6.8.3 Project: Text Sentiment Analysis

Learning Objectives

Define sentiment labels before choosing a model.
Build an interpretable keyword baseline.
Improve one known error type with a simple negation rule.
Turn wrong predictions into error buckets.
Package a small NLP project as a reproducible deliverable.

See the Project Loop First

Sentiment analysis project closed loop

label boundarybaselinepredictionserror bucketstargeted upgrade

Start with binary labels:

positive: clearly recommends, praises, or expresses satisfaction.
negative: clearly complains, rejects, or expresses dissatisfaction.

Do not begin with too many labels such as neutral, mixed, irony, and unclear until the basic loop is stable.

Lab: Keyword Baseline and Negation Fix

Create sentiment_project_baseline.py:

from collections import Counter


def tokenize(text):
    text = text.lower()
    for ch in ",.!?":
        text = text.replace(ch, "")
    return text.split()


train = [
    ("clear examples and practical pace", "positive"),
    ("recommended and systematic course", "positive"),
    ("messy confusing and too fast", "negative"),
    ("unclear examples and weak structure", "negative"),
]

val = [
    ("clear and practical course", "positive"),
    ("messy and confusing pace", "negative"),
    ("not recommended", "negative"),
]

positive_words = Counter()
negative_words = Counter()

for text, label in train:
    if label == "positive":
        positive_words.update(tokenize(text))
    else:
        negative_words.update(tokenize(text))

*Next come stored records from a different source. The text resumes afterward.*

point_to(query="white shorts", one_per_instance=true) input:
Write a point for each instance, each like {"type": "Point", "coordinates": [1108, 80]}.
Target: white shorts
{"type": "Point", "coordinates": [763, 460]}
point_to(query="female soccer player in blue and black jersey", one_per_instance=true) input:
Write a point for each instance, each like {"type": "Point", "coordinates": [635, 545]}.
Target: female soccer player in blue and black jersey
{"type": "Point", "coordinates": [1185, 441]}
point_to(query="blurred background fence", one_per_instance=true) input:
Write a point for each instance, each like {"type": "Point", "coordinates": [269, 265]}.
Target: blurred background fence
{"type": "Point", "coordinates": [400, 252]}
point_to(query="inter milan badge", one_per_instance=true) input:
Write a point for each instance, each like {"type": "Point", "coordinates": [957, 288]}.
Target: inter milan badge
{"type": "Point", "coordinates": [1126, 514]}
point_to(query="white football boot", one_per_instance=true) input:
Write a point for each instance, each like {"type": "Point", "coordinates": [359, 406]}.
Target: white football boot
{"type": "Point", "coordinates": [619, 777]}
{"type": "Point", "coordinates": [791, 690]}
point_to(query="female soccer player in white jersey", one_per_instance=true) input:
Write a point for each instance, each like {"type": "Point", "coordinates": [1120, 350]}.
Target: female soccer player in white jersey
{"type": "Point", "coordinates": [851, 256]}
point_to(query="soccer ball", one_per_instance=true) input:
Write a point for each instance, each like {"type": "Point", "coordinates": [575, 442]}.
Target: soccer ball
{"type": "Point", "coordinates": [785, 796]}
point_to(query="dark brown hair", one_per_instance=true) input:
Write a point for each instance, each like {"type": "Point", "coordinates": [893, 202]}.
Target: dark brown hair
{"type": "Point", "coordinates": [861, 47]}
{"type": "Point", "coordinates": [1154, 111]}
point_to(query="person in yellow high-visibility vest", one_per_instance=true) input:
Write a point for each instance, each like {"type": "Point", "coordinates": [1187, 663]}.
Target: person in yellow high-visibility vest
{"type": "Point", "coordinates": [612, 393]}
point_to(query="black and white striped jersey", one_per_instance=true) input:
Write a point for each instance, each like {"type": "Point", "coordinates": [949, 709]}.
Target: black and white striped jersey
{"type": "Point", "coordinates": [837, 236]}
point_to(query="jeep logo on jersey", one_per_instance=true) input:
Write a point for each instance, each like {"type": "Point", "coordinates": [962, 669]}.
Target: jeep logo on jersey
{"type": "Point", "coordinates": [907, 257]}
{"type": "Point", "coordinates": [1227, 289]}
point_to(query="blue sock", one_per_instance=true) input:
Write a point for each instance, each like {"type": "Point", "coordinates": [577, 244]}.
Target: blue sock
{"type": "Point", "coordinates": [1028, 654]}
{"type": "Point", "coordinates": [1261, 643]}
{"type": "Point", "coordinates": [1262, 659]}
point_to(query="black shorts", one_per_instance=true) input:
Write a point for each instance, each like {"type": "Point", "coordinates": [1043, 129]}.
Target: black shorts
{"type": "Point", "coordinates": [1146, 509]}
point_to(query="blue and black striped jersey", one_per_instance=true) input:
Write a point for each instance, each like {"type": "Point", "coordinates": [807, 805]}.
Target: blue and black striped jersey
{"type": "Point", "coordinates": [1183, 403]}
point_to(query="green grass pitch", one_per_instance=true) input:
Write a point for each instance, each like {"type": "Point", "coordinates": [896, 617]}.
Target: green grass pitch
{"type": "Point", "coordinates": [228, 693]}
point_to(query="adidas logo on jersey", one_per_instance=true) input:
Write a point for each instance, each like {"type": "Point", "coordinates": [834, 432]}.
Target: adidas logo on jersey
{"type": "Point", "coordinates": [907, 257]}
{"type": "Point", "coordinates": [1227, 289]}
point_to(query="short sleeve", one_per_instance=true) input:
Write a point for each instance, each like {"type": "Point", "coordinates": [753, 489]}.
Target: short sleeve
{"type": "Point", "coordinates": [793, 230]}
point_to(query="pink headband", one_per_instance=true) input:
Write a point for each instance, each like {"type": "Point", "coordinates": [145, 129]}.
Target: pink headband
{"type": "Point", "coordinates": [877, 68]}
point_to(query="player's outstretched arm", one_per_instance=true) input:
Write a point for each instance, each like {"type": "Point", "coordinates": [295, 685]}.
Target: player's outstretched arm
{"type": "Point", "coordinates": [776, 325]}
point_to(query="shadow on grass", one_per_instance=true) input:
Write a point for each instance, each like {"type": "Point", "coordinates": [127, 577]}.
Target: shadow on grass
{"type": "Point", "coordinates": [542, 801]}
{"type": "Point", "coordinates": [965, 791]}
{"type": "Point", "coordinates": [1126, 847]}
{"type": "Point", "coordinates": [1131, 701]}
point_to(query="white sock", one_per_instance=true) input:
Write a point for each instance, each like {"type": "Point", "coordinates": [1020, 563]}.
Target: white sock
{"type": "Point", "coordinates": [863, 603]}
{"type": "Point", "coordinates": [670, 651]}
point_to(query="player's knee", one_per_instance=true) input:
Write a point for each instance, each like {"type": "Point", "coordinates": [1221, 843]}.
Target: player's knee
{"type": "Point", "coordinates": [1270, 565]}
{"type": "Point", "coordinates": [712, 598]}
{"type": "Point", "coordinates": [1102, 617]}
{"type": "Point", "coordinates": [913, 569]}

positive_words.update(["recommended"] * 2)
negative_words.update(["messy"] * 2)


def predict(text):
    score = sum(positive_words[t] - negative_words[t] for t in tokenize(text))
    return ("positive" if score >= 0 else "negative"), score


def predict_with_negation(text):
    score = 0
    flip = False

    for token in tokenize(text):
        if token in {"not", "no", "never"}:
            flip = True
            continue

        token_score = positive_words[token] - negative_words[token]
        if flip and token_score != 0:
            token_score *= -1
            flip = False

        score += token_score

    return ("positive" if score >= 0 else "negative"), score


print("sentiment_baseline")
for text, gold in val:
    pred, score = predict(text)
    print({"gold": gold, "pred": pred, "score": score, "text": text})

print("with_negation")
for text, gold in val:
    pred, score = predict_with_negation(text)
    print({"gold": gold, "pred": pred, "score": score, "text": text})

Run it:

python sentiment_project_baseline.py

Expected output:

sentiment_baseline
{'gold': 'positive', 'pred': 'positive', 'score': 3, 'text': 'clear and practical course'}
{'gold': 'negative', 'pred': 'negative', 'score': -3, 'text': 'messy and confusing pace'}
{'gold': 'negative', 'pred': 'positive', 'score': 3, 'text': 'not recommended'}
with_negation
{'gold': 'positive', 'pred': 'positive', 'score': 3, 'text': 'clear and practical course'}
{'gold': 'negative', 'pred': 'negative', 'score': -3, 'text': 'messy and confusing pace'}
{'gold': 'negative', 'pred': 'negative', 'score': -3, 'text': 'not recommended'}

Negation rule result map for sentiment analysis

What this teaches:

the baseline is explainable because every token changes the score;
not recommended fails before the negation rule;
a targeted rule fixes one error type without pretending to solve all language understanding.

Error Buckets

Wrong cases should be grouped by type, not hidden.

error_buckets = {
    "negation": [],
    "sarcasm": [],
    "mixed_sentiment": [],
    "other": [],
}

examples = [
    ("Not recommended for this course", "negative", "positive"),
    ("Great, it got stuck again", "negative", "positive"),
    ("The content is great, but the pace is too fast", "negative", "positive"),
]

for text, gold, pred in examples:
    lower = text.lower()
    if "not" in lower:
        error_buckets["negation"].append(text)
    elif "great" in lower and "again" in lower:
        error_buckets["sarcasm"].append(text)
    elif "but" in lower:
        error_buckets["mixed_sentiment"].append(text)
    else:
        error_buckets["other"].append(text)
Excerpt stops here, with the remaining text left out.